A mulher desesperadamente ajoelha-se diante do púlpito e seus turvos olhos enfadonhos imploram:
– Deixe-nos ir! Isso é um ultraje! Eu que nunca nada fiz contra qualquer ser por mais desprezível que o seja!
– Isso acontece, minha senhora, porque dentre todos os animais o mais desprezível é você. – diz o microondas com um remorso entoado em sua voz trêmula.
– Eu fui mãe aos dezenove anos quando mal sabia o que era amor, me casei a força, fui infeliz por dezesseis anos, lavando, passando, cozinhando, fui trocada por uma secretariazinha medíocre de dezenove anos que me remete a mim mesma e como teria sido se tivesse um pouco mais de audácia na vida. Por mais clichê e copiada que minha história apareça virando enredo de novelas podres e filmes insossos, não dependo de assisti-los para que eu me sinta melhor ou pior ou menos medíocre como já disseram. "Olhai que de esperanças me mantenho!", o que hão de me tirar? Amor? Paz? Nada disso tenho! Nem esperança nem sobriedade. Preciso de conforto, talvez carinho, mas sou o que? Medíocre demais pra recorrer a qualquer estranho que me leve pra ver um filme chato e me console depois com seu calor. Medíocre, medíocre! Me encontro com trinta e cinco anos, tenho dois filhos, estou apenas cansada demais para tentar arriscar alguma coisa que dará errado. Me consolam os filmes, novelas e telejornais pois me lembram de que estou viva. Não sou a atriz que decora as falas, não sou a vítima do estupro do telejornal, muito menos a morta por qual choram os órfãos. Sou real, muito mais real que qualquer um deles. Sou viva e estou relativamente bem. Bem em minha depressão, bem em meu conforto natural e na barreira que construí com o mundo. O supermercado em que vou para suprir minhas necessidades é o contato mais humano que tenho com a vida. A caixa sorridente que me fornece o custo da compra é tão viva! O carrinho de compras transbordando aquelas ofertas imperdíveis que vi na TV. O supermercado com um neon apagado, uma letra R qualquer, fora consertado, agora fosforesce à noitinha. Volto pra casa, ligo a TV e novamente vejo minhas novelas e mentiras. Satisfaço-me assim. É a zona de conforto ideal. Não estou propensa a nenhum perigo. Não me sujeito a qualquer sorte.

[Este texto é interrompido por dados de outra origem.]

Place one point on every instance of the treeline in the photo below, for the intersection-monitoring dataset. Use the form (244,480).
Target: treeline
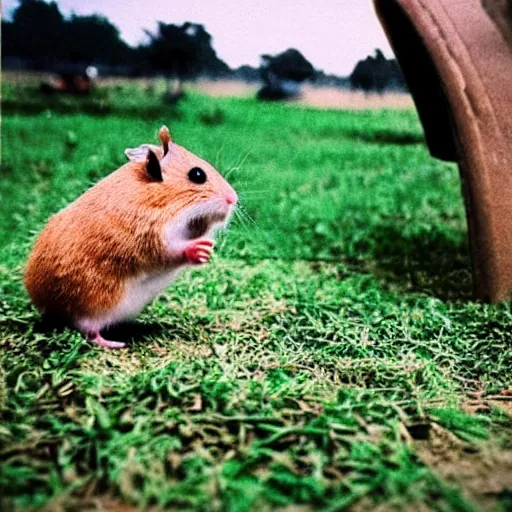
(40,37)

Sorte é para os fracos. Eu sou uma fraca tentando me manter da força. Perdoe-me por um parágrafo tão intenso, por tantas palavras juntas, por mal ter respirado enquanto vos falo! Sinto que meu tempo se esgota e estou apenas sozinha demais e cansada demais para tentar me reconciliar com a vida que tanto tentei apreciar. E deprecio com todas as minhas forças.
– Tirem essa louca daqui! Agora!
– Deixem-na em paz! – diz lacrimosa a geladeira, que se derrete e degela, mas parte em defesa de sua adorada ama. E não é só ela. Também o fogão chorava.

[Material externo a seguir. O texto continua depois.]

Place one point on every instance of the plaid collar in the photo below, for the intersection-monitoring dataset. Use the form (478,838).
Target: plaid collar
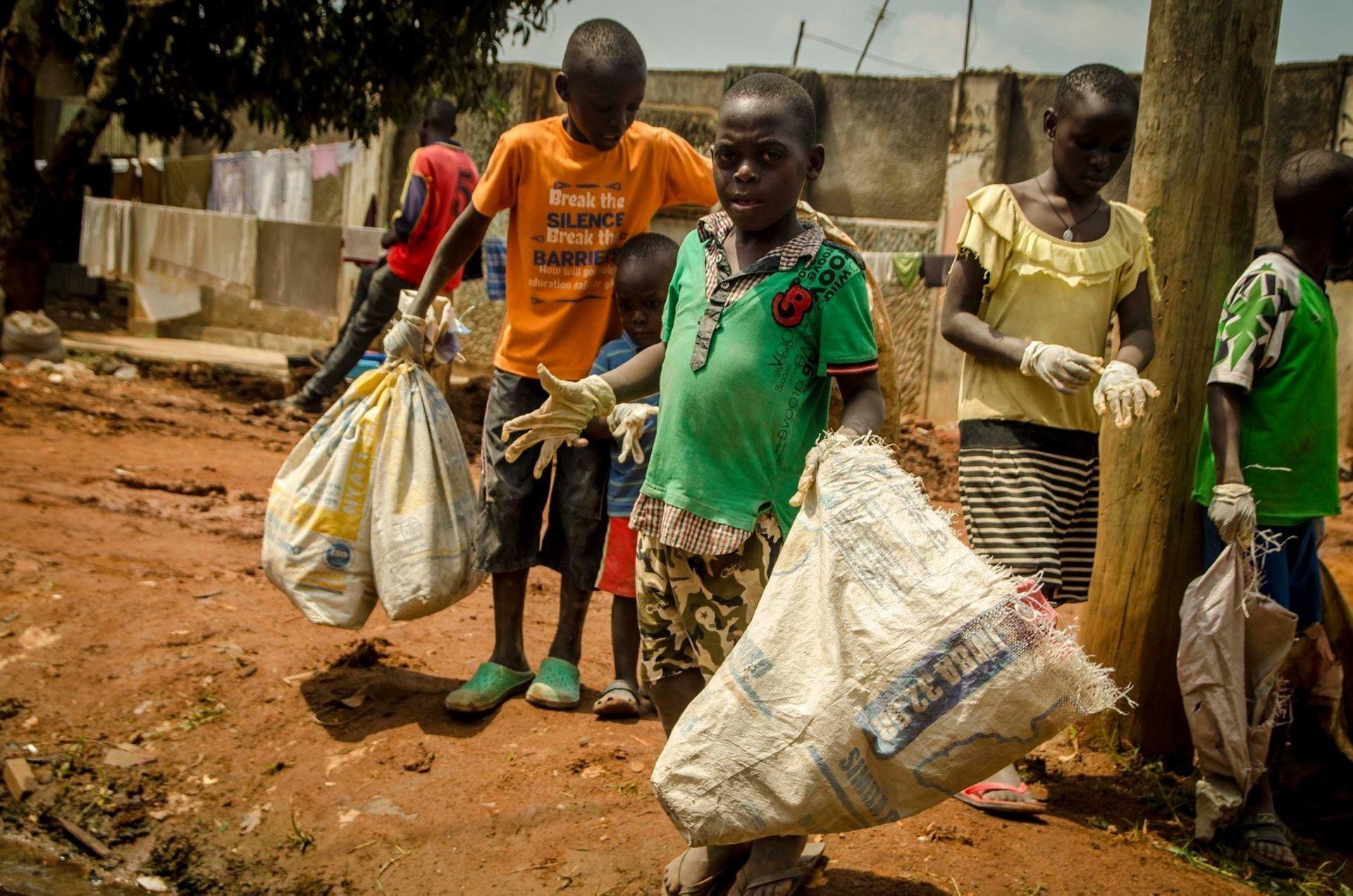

Não havia naquela sala ser que não houvesse ao menos se emocionado. Talvez um. Insensível. A filha parecia um monumento de pedra. Até os objetos tão inanimadamente supostos a não demonstrar qualquer expressão estavam visivelmente comovidos.
A geladeira parte incontrolável para cima da adolescente que estarrecida se afunda na cadeira de escritório. A geladeira ponderosa em frente a menina, sua cauda parte cortando o vento na direção da menina, e lhe atinge a coxa. O barulho é de súbito doloroso. Pode ser sentido apenas pelo estralo. O chicotear lhe abalou os ânimos, foi como um choque de consciência. A marca não fora tão superficial que ficara apenas na pele, foi além, no ego. A menina começa a chorar, lágrimas desesperadas, ainda com os olhos esbugalhados. Mas não gritava. Sequer gemia. Talvez seu olhar pedisse perdão. Redimia-se? Ou era ilusão. Era dor, apenas.
Arrastaram a mãe para o fundo da sala, não mais perto de suas crias. A primeira ré já havia sido inocentada. Ou abdicada de punição. Sofrera muito, não? Ou castigaram-na assim. Imunizando-a mantiveram-na longe de seu maior desejo: de que a fizessem sofrer.